Untitled (1978) by Ana Mendieta. Image courtesy of the MOMA.

Afterwards, her Silueta evolved to her sculpting feminine bodies on the Earth, as seen on Birth (Gunpowder Works). Some of her last iterations of the Silueta especially resembled what art historians call “Venuses.” 

These ancient female figurines, originating from non-Western cultures, prominently feature reproductive anatomy, leading to their interpretation as fertility symbols or charms associated with abundance and fertility. Some argue that these artifacts were early forms of pornography designed for male enjoyment. However, critics have concluded that this perspective is heavily influenced by Western archetypes, representing a projection of contemporary beliefs onto a culture that likely had a fundamentally different social structure.

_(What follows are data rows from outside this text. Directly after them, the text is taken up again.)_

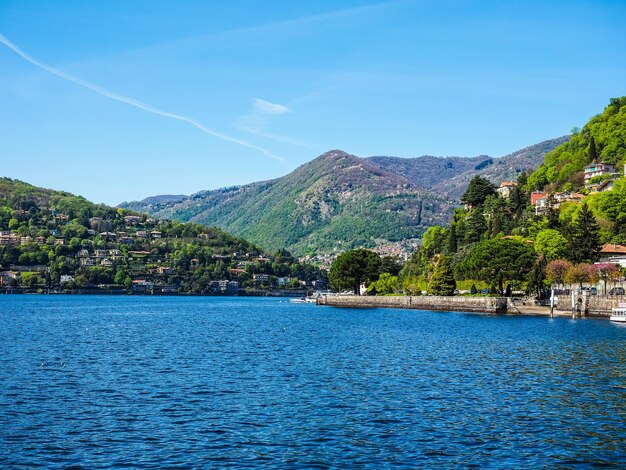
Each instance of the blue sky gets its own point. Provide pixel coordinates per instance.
(121, 100)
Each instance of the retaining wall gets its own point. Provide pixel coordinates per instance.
(457, 304)
(597, 305)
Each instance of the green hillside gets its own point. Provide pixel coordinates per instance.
(52, 239)
(602, 139)
(333, 203)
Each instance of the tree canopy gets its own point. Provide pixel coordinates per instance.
(353, 268)
(498, 260)
(477, 191)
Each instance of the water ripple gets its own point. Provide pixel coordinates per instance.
(199, 382)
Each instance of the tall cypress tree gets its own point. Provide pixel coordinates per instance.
(584, 236)
(452, 242)
(593, 152)
(442, 281)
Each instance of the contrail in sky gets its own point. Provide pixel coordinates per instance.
(135, 103)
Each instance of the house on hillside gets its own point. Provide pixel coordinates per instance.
(541, 201)
(260, 279)
(606, 185)
(613, 253)
(597, 169)
(505, 189)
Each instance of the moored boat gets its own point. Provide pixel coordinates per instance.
(619, 313)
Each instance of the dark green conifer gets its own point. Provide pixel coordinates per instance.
(584, 236)
(442, 281)
(593, 153)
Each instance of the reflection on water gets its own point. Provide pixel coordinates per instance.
(154, 382)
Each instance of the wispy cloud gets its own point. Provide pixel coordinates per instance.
(270, 108)
(135, 103)
(258, 118)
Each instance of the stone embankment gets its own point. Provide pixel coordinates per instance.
(592, 305)
(457, 304)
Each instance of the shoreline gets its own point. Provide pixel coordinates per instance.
(489, 305)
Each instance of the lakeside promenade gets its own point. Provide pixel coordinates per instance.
(597, 306)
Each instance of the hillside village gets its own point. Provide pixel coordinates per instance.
(116, 251)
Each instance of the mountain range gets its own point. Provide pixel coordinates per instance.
(340, 201)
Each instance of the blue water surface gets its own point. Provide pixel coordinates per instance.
(153, 382)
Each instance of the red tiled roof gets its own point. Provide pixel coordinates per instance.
(613, 248)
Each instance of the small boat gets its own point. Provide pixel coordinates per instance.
(619, 313)
(304, 300)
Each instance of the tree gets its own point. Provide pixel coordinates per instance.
(498, 260)
(452, 242)
(556, 271)
(537, 276)
(391, 265)
(386, 284)
(442, 281)
(593, 153)
(579, 274)
(584, 236)
(551, 244)
(475, 226)
(477, 191)
(606, 272)
(353, 268)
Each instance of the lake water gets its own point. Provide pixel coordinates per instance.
(156, 382)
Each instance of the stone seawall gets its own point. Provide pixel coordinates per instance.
(596, 305)
(456, 304)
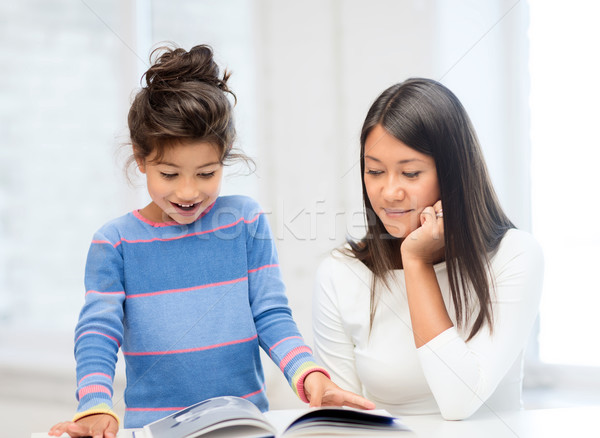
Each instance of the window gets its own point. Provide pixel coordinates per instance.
(565, 114)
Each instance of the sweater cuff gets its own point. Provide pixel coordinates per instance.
(304, 371)
(102, 408)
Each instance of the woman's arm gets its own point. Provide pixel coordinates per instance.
(462, 375)
(333, 345)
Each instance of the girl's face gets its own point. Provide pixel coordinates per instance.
(183, 183)
(399, 181)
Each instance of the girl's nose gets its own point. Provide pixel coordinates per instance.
(187, 190)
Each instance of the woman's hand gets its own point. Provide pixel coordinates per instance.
(95, 426)
(321, 391)
(426, 243)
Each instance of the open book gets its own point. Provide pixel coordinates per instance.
(237, 417)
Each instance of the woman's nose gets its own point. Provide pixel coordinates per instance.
(392, 190)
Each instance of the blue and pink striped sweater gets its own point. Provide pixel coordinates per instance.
(189, 305)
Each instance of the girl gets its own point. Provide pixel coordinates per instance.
(429, 312)
(189, 286)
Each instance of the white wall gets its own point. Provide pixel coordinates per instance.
(305, 74)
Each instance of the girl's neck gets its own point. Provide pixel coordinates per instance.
(153, 213)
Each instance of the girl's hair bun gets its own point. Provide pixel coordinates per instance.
(173, 66)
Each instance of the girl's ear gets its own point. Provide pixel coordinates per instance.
(141, 165)
(140, 162)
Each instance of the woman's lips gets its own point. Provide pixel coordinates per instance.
(397, 212)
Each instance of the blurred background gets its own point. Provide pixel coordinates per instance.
(305, 74)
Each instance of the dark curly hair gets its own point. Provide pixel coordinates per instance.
(184, 99)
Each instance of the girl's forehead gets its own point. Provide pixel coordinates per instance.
(188, 153)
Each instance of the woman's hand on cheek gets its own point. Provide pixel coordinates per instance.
(426, 243)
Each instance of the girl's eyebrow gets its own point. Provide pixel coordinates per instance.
(166, 163)
(410, 160)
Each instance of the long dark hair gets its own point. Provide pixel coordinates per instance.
(428, 117)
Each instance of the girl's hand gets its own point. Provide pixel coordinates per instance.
(426, 243)
(321, 391)
(95, 426)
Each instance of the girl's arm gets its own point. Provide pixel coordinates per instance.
(99, 331)
(278, 334)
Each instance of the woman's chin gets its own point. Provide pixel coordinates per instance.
(397, 231)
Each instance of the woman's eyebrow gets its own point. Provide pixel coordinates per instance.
(409, 160)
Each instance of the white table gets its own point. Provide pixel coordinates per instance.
(579, 422)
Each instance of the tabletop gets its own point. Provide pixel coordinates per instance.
(580, 422)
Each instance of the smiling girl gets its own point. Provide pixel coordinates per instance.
(189, 286)
(430, 312)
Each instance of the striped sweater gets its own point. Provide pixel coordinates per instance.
(189, 305)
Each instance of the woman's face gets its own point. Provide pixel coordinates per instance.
(400, 182)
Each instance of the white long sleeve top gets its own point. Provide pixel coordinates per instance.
(447, 375)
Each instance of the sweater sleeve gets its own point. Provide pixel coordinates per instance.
(277, 332)
(462, 375)
(334, 347)
(99, 332)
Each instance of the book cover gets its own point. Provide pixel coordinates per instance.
(230, 416)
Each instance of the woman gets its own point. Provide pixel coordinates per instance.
(430, 312)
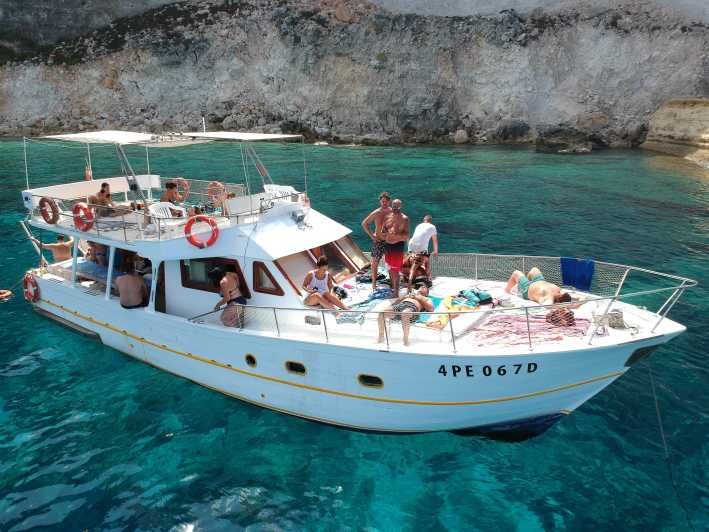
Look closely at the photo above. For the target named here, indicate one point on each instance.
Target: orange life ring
(30, 288)
(49, 210)
(192, 239)
(83, 217)
(182, 182)
(215, 190)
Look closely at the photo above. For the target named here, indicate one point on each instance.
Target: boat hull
(507, 396)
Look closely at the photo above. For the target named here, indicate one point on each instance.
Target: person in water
(377, 216)
(395, 232)
(318, 285)
(402, 309)
(534, 287)
(230, 290)
(131, 286)
(61, 249)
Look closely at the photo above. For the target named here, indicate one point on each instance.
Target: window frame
(261, 266)
(209, 287)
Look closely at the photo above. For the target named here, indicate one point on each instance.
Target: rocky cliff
(350, 70)
(681, 127)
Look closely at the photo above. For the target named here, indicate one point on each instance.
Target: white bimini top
(421, 237)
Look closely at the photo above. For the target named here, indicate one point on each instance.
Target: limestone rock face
(562, 139)
(681, 127)
(346, 69)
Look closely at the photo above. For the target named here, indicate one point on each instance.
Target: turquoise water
(90, 439)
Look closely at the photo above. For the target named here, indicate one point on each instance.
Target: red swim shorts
(394, 256)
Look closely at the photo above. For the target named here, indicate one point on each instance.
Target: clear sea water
(93, 440)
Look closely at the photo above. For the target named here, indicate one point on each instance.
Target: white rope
(690, 525)
(27, 173)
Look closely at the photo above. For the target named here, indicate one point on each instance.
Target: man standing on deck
(395, 232)
(377, 216)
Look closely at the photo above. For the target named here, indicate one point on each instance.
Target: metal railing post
(275, 318)
(327, 338)
(679, 292)
(603, 317)
(450, 322)
(386, 331)
(529, 332)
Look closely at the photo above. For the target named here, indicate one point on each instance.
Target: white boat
(500, 371)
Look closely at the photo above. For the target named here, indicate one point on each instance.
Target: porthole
(371, 381)
(296, 367)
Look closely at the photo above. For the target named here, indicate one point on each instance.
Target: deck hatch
(296, 367)
(370, 381)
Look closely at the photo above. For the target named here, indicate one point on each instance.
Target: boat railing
(521, 325)
(129, 222)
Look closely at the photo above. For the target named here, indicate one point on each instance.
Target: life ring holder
(49, 210)
(182, 182)
(215, 189)
(30, 288)
(192, 239)
(83, 217)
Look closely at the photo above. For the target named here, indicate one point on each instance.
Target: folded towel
(577, 272)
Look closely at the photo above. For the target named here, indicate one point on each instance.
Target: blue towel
(577, 272)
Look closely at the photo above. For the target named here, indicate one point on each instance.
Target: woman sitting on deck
(318, 286)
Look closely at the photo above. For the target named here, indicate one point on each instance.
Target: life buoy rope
(30, 288)
(83, 217)
(192, 239)
(49, 210)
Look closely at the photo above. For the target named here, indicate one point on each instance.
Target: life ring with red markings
(83, 217)
(196, 242)
(30, 288)
(182, 182)
(49, 210)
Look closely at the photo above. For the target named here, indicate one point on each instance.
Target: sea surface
(91, 439)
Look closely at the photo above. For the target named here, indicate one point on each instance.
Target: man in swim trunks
(395, 231)
(401, 310)
(534, 288)
(377, 216)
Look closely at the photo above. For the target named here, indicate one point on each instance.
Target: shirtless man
(402, 308)
(171, 193)
(535, 288)
(377, 216)
(230, 290)
(62, 249)
(395, 233)
(131, 287)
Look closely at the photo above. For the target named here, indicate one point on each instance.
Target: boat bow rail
(609, 291)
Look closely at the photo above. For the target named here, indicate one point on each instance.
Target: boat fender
(49, 210)
(30, 288)
(83, 217)
(192, 239)
(215, 190)
(182, 182)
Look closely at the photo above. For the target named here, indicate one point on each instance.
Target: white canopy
(239, 135)
(166, 139)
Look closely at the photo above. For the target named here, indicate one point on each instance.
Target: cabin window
(353, 252)
(295, 367)
(264, 281)
(338, 263)
(295, 267)
(370, 381)
(195, 274)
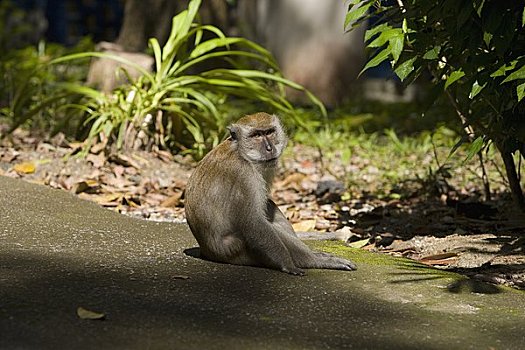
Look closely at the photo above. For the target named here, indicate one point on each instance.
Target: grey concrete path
(58, 253)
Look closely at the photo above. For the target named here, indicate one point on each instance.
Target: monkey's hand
(333, 262)
(293, 271)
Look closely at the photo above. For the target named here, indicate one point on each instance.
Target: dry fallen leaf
(171, 201)
(89, 315)
(439, 259)
(180, 277)
(359, 244)
(304, 226)
(25, 168)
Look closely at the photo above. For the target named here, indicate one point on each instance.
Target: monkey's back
(215, 200)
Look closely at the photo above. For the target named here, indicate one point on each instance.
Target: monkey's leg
(266, 247)
(301, 254)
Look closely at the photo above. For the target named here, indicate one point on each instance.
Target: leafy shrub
(181, 106)
(475, 52)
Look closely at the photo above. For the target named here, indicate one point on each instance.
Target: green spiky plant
(180, 105)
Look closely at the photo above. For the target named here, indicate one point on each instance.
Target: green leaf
(404, 69)
(474, 148)
(503, 69)
(519, 74)
(379, 58)
(476, 89)
(433, 53)
(375, 30)
(453, 77)
(520, 90)
(212, 44)
(357, 13)
(396, 46)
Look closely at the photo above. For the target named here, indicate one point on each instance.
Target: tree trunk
(144, 19)
(514, 182)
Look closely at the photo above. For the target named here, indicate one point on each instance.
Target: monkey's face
(259, 138)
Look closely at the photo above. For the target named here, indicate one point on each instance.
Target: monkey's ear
(233, 132)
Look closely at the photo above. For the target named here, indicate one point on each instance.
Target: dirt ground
(485, 241)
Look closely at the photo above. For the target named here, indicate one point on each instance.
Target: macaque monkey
(229, 210)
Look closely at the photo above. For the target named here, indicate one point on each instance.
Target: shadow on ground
(58, 253)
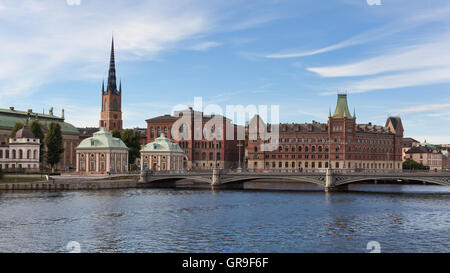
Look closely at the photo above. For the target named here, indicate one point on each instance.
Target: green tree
(132, 139)
(36, 129)
(116, 133)
(54, 144)
(16, 128)
(410, 164)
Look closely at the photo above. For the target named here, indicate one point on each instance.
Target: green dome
(341, 110)
(162, 144)
(102, 139)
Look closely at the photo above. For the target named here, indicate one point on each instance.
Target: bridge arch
(243, 179)
(443, 181)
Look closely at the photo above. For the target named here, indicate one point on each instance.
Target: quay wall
(69, 185)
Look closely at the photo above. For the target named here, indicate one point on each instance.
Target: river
(401, 218)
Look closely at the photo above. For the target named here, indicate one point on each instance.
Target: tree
(410, 164)
(36, 129)
(54, 144)
(16, 128)
(116, 133)
(132, 139)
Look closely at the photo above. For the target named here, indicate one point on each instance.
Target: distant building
(102, 153)
(199, 152)
(340, 144)
(111, 114)
(9, 117)
(162, 155)
(427, 155)
(21, 152)
(408, 143)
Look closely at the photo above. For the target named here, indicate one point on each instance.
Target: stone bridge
(330, 180)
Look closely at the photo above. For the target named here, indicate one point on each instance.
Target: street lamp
(239, 169)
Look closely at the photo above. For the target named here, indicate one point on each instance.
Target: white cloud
(424, 108)
(371, 35)
(427, 55)
(205, 46)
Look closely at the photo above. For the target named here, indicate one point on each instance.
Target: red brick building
(341, 143)
(203, 138)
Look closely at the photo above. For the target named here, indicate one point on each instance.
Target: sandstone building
(340, 144)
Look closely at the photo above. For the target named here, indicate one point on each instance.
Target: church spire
(112, 86)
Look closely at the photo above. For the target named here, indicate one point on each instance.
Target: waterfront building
(101, 154)
(200, 152)
(427, 155)
(162, 155)
(9, 117)
(340, 144)
(408, 143)
(21, 152)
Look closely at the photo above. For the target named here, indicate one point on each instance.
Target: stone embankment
(71, 184)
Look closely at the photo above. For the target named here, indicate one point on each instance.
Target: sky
(392, 57)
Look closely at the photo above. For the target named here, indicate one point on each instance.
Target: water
(414, 219)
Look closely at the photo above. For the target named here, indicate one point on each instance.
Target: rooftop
(162, 144)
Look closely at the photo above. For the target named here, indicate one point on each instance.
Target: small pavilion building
(102, 154)
(21, 152)
(162, 155)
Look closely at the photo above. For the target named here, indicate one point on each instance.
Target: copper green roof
(162, 144)
(342, 107)
(8, 118)
(101, 140)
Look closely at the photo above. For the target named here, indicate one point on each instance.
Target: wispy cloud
(370, 35)
(205, 46)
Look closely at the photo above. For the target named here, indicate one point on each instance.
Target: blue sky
(392, 59)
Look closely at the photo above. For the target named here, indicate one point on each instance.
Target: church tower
(111, 114)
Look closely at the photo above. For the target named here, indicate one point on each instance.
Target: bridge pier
(330, 183)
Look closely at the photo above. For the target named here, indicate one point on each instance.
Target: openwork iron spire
(112, 86)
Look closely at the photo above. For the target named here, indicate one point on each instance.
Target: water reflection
(178, 220)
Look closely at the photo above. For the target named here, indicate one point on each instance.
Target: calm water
(415, 219)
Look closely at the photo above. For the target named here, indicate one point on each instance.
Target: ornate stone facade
(162, 155)
(102, 154)
(21, 152)
(340, 144)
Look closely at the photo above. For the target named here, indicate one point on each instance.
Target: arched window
(115, 105)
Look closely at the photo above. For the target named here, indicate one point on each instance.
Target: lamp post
(239, 169)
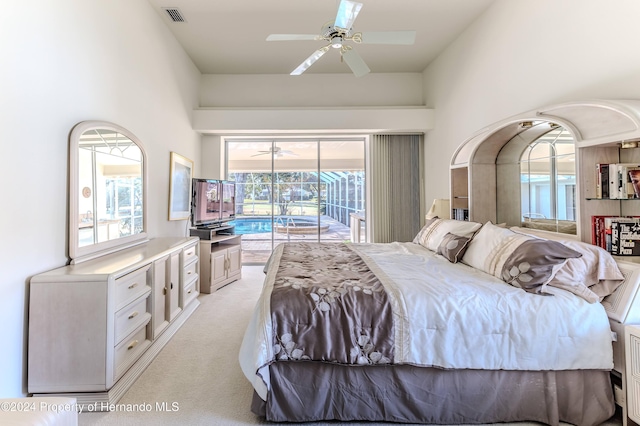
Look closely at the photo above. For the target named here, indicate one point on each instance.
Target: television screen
(228, 200)
(213, 201)
(205, 202)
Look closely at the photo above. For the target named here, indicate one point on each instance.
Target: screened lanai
(297, 190)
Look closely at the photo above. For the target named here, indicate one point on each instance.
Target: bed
(468, 323)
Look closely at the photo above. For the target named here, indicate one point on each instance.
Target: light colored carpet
(197, 373)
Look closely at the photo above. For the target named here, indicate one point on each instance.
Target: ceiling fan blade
(310, 61)
(288, 37)
(389, 37)
(347, 13)
(355, 62)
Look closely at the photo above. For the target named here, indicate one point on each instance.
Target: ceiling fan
(277, 152)
(340, 31)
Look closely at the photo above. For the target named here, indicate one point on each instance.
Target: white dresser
(95, 326)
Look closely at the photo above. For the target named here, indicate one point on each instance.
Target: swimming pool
(251, 225)
(261, 225)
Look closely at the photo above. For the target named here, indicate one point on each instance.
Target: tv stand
(221, 257)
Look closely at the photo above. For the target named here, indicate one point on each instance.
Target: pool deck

Birth (Gunpowder Works) (1981). Image courtesy of The MOMA

The works in the Silueta series were later read from an ecofeminist lens, and doing so means attributing Mendieta's pieces to the movement’s belief that women and nature are similar. This was largely due to their ability to procreate and how they were equally oppressed in the face of a patriarchal society. In hindsight, the movement has been criticized as proposing a very Western dualistic worldview which ignores the spectrum between masculinity and femininity. 

Hence, recalling Mendieta’s affirmations of her non-Western beliefs, especially seen in her focus on fellow Cubans and other women of colour, one we can affirm that Mendieta didn’t agree with such essentialist notions.

Esculturas Rupestres by Ana Mendieta. Image courtesy of Paper Magazine.

Observers have also compared similarities that her later Siluetas had with reliefs made by the Taíno, the Indigenous peoples of the Caribbean Arawak in the Jaruco caves, the same caves Mendieta created her Rupestrian sculptures in 1981 Cuba. These were some of the last Silueta she produced before her tragic death in 1985.

Mendieta's work resists easy categorization within Western dualistic frameworks, challenging the ecofeminist lens that simplifies the complex interplay between women and nature. Her  legacy continues to persist, prompting a nuanced reconsideration of ecofeminist discourse and transcending cultural boundaries.